12 Movie Deaths You Knew Were Coming (That Still Broke You)

Some doomed protagonists, some real heroic self-sacrifices, and... a cartoon cat.

In Bruges Colin Farrell Brendan Gleeson
Focus Features

Sometimes an onscreen demise is brutal not because it’s sudden and unexpected, but for precisely the opposite reason. Yes, some deaths are utterly inevitable, whether it’s because an actor wants to retire an ageing character, the character themselves have run their course, the story requires a heroic sacrifice, or in some cases, they’re based on real life figures whose untimely deaths are a matter of common knowledge.

Nonetheless, this can cause an intense strain of dramatic irony as the audience is left burdened with some foresight they wish they didn’t have, and we can’t fool ourselves into thinking things will work out alright in the end and everyone will ride of merrily into the metaphorical sunset. No, sometimes films force us to contend with the brutal reality of death by introducing us to a character we’re well aware is doomed and making us love them despite the certainty of their eventual fate.

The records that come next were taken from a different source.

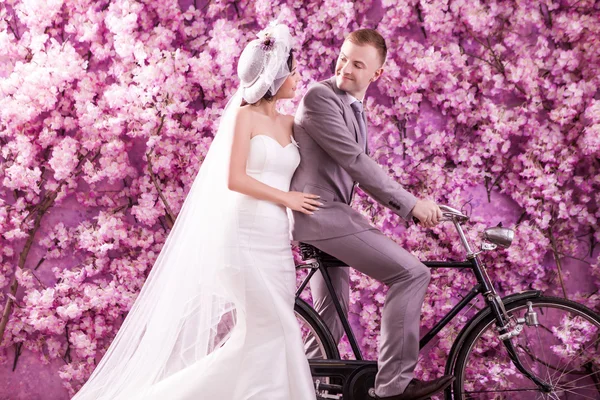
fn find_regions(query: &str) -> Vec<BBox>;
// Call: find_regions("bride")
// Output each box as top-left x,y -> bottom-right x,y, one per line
72,24 -> 321,400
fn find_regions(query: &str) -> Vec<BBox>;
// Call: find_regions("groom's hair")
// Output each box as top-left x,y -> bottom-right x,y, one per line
345,29 -> 387,66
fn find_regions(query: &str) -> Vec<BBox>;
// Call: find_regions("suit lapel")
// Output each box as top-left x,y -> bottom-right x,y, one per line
327,77 -> 362,145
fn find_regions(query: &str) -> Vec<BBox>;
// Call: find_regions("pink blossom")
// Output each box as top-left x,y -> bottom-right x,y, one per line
49,137 -> 80,181
0,1 -> 598,395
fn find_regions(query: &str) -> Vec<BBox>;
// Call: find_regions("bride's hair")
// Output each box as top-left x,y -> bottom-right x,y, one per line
240,49 -> 294,107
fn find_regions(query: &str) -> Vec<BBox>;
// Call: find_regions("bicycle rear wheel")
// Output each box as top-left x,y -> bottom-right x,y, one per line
452,296 -> 600,399
295,298 -> 341,398
295,298 -> 339,360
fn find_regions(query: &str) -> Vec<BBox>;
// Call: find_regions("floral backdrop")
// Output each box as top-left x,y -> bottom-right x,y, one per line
0,0 -> 598,398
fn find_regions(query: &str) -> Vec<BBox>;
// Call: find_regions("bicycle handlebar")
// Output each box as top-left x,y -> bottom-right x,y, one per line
439,205 -> 469,222
412,204 -> 469,225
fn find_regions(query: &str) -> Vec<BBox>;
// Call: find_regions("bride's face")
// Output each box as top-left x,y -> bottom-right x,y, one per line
276,58 -> 299,100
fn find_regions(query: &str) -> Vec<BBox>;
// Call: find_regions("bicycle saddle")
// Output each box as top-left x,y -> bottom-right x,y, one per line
299,243 -> 347,267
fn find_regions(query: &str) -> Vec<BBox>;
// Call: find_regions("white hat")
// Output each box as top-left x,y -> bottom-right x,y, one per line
237,24 -> 293,104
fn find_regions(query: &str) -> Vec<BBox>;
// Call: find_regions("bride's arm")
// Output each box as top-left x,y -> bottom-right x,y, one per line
227,108 -> 320,215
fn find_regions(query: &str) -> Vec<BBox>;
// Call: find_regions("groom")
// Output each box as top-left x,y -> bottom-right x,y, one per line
290,29 -> 453,400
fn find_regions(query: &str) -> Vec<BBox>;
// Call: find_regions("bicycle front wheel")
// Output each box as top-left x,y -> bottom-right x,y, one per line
452,296 -> 600,399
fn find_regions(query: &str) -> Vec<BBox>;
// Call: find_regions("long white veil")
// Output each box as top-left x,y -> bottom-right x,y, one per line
72,89 -> 245,400
72,23 -> 293,400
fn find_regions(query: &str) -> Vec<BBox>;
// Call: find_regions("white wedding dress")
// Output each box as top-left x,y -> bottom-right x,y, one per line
126,134 -> 315,400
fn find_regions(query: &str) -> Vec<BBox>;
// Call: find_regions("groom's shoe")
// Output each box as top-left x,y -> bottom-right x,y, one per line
372,375 -> 455,400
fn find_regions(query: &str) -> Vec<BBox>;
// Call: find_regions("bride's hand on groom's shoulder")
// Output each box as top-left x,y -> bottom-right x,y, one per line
284,192 -> 322,215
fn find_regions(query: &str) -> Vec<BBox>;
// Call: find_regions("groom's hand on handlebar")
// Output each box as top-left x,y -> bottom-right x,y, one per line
284,192 -> 322,215
411,199 -> 442,228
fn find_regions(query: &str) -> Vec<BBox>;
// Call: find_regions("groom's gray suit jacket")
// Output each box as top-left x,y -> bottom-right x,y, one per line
290,77 -> 417,241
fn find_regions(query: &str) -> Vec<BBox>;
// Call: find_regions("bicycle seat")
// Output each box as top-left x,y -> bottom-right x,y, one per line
299,243 -> 347,268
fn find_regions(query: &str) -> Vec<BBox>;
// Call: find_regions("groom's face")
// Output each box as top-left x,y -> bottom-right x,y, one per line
335,40 -> 383,98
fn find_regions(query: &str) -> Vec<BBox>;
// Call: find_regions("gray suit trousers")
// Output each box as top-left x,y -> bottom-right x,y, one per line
304,229 -> 430,397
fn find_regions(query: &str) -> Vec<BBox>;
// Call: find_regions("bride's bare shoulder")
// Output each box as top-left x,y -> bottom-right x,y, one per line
237,104 -> 253,115
234,104 -> 256,123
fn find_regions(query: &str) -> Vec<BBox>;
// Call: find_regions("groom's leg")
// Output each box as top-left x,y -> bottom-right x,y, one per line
306,230 -> 430,397
304,263 -> 350,359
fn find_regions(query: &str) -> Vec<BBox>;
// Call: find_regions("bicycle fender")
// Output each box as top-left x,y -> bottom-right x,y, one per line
444,290 -> 542,375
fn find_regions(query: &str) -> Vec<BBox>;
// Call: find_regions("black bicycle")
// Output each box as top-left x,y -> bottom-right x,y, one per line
293,205 -> 600,400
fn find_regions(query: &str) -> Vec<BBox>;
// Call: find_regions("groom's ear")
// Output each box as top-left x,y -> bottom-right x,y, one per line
370,67 -> 384,82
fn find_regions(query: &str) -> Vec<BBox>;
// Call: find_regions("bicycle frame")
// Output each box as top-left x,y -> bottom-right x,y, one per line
294,217 -> 494,358
295,214 -> 553,392
295,256 -> 478,360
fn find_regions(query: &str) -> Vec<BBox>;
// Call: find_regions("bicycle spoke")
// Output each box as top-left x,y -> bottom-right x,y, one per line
464,385 -> 600,399
463,387 -> 544,393
515,343 -> 566,376
534,324 -> 553,387
558,380 -> 600,391
531,391 -> 559,400
517,327 -> 550,386
454,298 -> 600,400
545,392 -> 561,400
556,367 -> 600,386
552,387 -> 600,400
551,335 -> 600,384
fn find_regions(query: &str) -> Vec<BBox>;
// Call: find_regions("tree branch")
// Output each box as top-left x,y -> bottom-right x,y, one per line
0,150 -> 100,343
146,153 -> 175,229
548,224 -> 569,299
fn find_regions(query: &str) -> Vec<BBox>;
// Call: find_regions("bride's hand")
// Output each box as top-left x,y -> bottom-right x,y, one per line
284,192 -> 322,215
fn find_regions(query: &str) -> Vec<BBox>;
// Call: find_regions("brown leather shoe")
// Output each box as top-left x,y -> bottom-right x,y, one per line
373,375 -> 455,400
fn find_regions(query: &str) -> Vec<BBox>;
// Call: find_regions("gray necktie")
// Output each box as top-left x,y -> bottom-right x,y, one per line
350,101 -> 367,152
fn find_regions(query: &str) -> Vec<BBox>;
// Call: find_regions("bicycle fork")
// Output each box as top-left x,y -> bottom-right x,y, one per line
468,239 -> 554,394
488,294 -> 554,393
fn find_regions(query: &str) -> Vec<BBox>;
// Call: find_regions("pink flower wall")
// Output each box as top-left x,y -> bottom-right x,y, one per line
0,0 -> 598,398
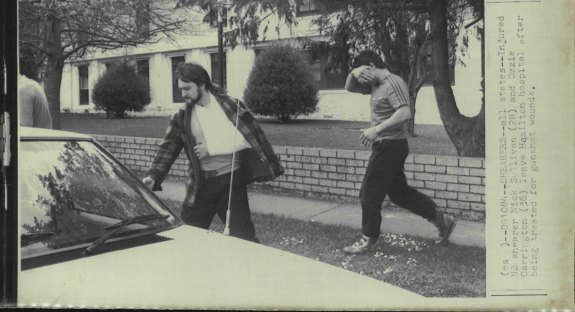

Sure, there’s probably a valuable lesson here about the impermanence of all things and the strange ineffable sense of liberation which comes from knowing nothing can last forever and we are all but drops in the unending waterfall of time’s relentless passing—but damn, did they need to off Mufasa for us to learn that?

12. Wolverine - Logan

In Bruges Colin Farrell Brendan Gleeson
20th Century Studios

We all knew it—once the words “Old Man Logan” first escaped Hugh Jackman’s lips, the writing was on the wall for the Australia star’s most beloved screen role. Jackman’s iteration of the gruff X-Men antihero predated the entire MCU, with his first appearance in the iconic super suit hitting cinemas way back in 2000. Seventeen long years later, it was time to say goodbye to the universally adored character, and who better to do the elegiac job than Walk the Line helmer James Mangold?

And yet… Maybe it’s because the flick toned down the more pointlessly bleak elements of its source material. Maybe it’s because the hard-R rating let the hero use his claws more than ever before and, despite his advancing age, this gory skill made him seem all but invincible.

Whatever the cause, by the end of the film we were wishing the irritable anti-hero might somehow make it out alive despite knowing a necessary heroic sacrifice was on its way, making the inevitable ending even more powerful despite its predictability.